Chi pensava che la Gaudium sarebbe stata la vittima sacrificale di turno, sbagliava. Grande carattere, ottima personalità, grande prova di un collettivo che sebbene nato da appena venti giorni ha dato, a tratti, spettacolo, cedendo alla lunga allo spessore tecnico degli avversari, trascinati da uno Svoboda a tratti irresisitbile.
Ottima, comunque, la prestazione del collettivo di coach Zugno il cui lavoro comincia a mettere in mostra i primi risultati. Ci sarà tanto da lavorare ma di certo la giovanissima squadra canicattinese, contrariamente a ciò che si poteva pensare qualche giorno fa, saprà dire la sua nel campionato appena iniziato che proprio alla prima giornata l’ha contrapposta alla formazione trapanese che, certamente, sarà la vera protagonosta.

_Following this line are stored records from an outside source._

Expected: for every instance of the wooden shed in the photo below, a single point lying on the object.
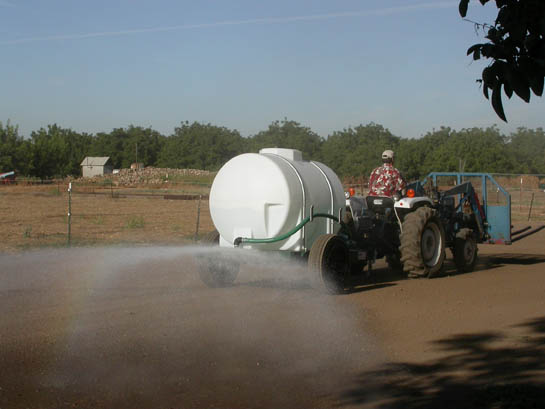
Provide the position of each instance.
(96, 165)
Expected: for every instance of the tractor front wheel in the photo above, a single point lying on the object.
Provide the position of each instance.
(216, 269)
(422, 243)
(328, 263)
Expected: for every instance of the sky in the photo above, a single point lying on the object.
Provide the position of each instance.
(328, 64)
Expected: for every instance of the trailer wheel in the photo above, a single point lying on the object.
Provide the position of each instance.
(328, 263)
(216, 269)
(465, 251)
(422, 243)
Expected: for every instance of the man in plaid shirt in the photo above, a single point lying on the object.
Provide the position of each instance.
(386, 179)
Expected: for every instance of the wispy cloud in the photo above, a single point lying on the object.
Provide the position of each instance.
(256, 21)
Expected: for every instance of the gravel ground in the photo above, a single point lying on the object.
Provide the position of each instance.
(135, 328)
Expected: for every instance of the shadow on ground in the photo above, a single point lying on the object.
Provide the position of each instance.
(477, 371)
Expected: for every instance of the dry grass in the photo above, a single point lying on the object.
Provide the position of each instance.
(37, 216)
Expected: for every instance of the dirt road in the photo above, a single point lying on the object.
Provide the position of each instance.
(135, 328)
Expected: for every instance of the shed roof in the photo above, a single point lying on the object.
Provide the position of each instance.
(95, 161)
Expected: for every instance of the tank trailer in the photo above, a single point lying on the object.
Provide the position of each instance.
(276, 201)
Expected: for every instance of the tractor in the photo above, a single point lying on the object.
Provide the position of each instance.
(276, 201)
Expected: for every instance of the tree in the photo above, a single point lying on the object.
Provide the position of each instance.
(10, 142)
(357, 151)
(58, 151)
(516, 48)
(200, 146)
(288, 134)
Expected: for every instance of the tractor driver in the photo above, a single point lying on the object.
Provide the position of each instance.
(386, 180)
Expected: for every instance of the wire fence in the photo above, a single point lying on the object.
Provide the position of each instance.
(45, 213)
(53, 215)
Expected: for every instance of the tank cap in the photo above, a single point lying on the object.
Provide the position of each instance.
(291, 154)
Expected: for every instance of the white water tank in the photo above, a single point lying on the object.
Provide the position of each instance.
(266, 194)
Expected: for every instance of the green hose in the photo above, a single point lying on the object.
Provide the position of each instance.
(240, 240)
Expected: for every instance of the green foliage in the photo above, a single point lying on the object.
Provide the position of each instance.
(357, 151)
(288, 134)
(516, 48)
(55, 151)
(58, 152)
(200, 146)
(127, 146)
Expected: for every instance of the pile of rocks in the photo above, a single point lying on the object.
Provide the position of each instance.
(147, 176)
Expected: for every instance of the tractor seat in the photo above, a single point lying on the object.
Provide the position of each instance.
(379, 204)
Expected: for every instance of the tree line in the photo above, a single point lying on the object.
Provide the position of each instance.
(57, 152)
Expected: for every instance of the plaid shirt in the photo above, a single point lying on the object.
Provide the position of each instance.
(385, 181)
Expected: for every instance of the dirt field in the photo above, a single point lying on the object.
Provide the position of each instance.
(134, 328)
(33, 216)
(37, 216)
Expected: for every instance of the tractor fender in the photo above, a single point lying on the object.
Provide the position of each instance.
(413, 202)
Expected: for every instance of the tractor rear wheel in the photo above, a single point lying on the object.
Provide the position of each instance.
(465, 251)
(422, 243)
(328, 263)
(216, 269)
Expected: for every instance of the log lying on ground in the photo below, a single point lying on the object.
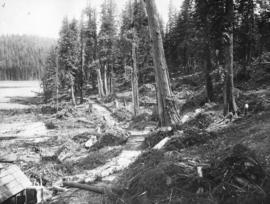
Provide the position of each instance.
(96, 189)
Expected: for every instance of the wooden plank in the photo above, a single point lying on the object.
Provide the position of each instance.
(12, 181)
(6, 179)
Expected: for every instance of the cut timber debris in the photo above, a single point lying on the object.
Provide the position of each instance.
(96, 189)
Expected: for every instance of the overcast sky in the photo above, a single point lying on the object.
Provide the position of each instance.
(44, 17)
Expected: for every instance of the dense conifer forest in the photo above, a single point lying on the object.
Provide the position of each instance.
(23, 57)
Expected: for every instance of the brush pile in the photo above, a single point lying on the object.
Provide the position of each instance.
(237, 178)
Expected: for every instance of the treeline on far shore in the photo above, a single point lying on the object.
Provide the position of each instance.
(22, 57)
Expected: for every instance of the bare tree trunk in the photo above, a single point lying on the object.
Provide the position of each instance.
(105, 81)
(81, 71)
(166, 105)
(134, 76)
(100, 83)
(229, 99)
(57, 82)
(72, 93)
(112, 82)
(208, 69)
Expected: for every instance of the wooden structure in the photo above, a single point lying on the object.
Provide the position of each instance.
(13, 183)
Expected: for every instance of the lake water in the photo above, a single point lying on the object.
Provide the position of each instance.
(11, 90)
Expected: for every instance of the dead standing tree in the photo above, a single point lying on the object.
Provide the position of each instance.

Bella la cornice di pubblico al palasport di Canicattì, con una massiccia presenza di tifosi trapanesi.
Canicattì-Pallacanestro Trapani 61-75 (22-17; 37-40; 48-59)

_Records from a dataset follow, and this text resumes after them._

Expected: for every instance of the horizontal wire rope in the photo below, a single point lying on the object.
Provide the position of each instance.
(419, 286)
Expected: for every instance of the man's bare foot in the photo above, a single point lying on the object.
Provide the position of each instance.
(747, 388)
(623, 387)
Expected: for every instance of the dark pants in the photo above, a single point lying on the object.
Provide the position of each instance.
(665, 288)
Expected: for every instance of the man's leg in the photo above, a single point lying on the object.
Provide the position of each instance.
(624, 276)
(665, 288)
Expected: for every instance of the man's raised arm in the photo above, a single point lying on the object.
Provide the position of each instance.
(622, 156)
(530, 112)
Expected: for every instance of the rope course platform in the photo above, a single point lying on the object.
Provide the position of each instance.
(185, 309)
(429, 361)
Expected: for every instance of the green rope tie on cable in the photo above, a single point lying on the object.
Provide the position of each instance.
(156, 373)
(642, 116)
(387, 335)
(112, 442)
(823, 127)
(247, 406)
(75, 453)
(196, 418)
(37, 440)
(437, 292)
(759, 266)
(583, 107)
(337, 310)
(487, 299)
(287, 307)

Canicattì: Cena 4, Vanni 7, Cioffi 14, Di Marco 9, Mauti 11, Amato, Carcano 14, Beltran 2, Campos, Brancato ne. All. Zugno.
Pallacanestro Trapani: Virgilio 5, Svoboda 24, Meschino 6, Di Gioia 6, Livera 8, Costantino 13, Degregori 13, Mollura ne, Felice ne, Costadura ne. All. Priulla.
Arbitri: Salvatore Arbace di Ragusa e Nicola Savì di Bagheria (PA).